Wireless connectivity on my main machine has been getting worse and worse over the past couple months, and it is now outright unusable. The common factor seems to be the rt2x00usb module under Fedora 18 x64, but I'm not sure how that can be the source without much more widespread notice. At the moment, one of a few issues will pop up, often in sequence:
The connection will be extremely slow, with upwards of 50% packet loss and/or ping times to the router exceeding 2 seconds.
The connection will "zombie", with iwconfig insisting that it's connected to the access point but no response to ping (even to the router's IP).
The system can't even see the access point, yet it can still see and connect to other access points (both closer and further, on whatever channels), and any other device can connect to the intended access point just fine, even with a weaker signal (such as the Linux laptop I'm using to post this).

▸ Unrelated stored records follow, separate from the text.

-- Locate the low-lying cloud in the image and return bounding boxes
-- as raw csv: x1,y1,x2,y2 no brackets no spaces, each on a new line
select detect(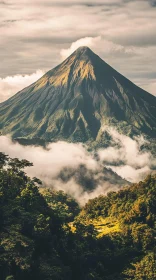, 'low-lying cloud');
0,128,155,205
98,128,151,169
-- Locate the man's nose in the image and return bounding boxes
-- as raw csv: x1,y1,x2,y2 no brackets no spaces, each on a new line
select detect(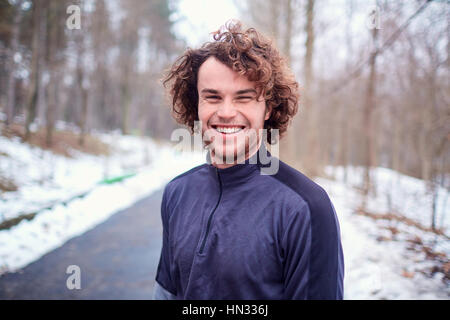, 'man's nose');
216,99,237,118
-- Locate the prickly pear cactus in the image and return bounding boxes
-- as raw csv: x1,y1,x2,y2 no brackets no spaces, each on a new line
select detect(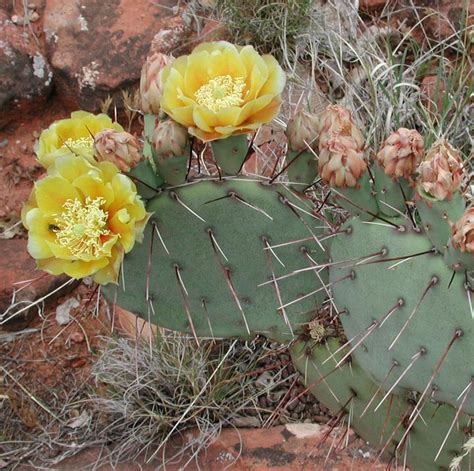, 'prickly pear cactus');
22,37,473,471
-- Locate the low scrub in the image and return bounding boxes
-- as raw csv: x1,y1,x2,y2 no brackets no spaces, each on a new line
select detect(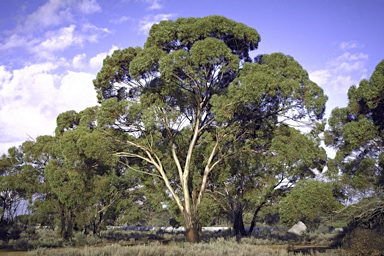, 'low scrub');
341,228,384,256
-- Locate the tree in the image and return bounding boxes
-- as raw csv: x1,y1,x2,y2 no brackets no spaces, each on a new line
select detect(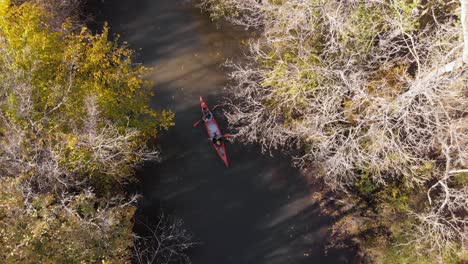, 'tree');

The access point can be seen, but the Network Management applet on KDE either hangs at or drops out of "Configuring Interface".
At random, and for random lengths of time, everything will work fine; the connection will be stable and fast, and sites will load and things will download with no issue. Which makes it all the more frustrating when it flakes out again. Resetting the router doesn't make it better, nor does rebooting the system or unplugging/re-plugging the USB adapter.
Again, both USB adapters are known good on other systems, and the router is also working fine with other adapters or the same adapters under XP.
If anyone can help this web developer get functional internet access, it would be most appreciated.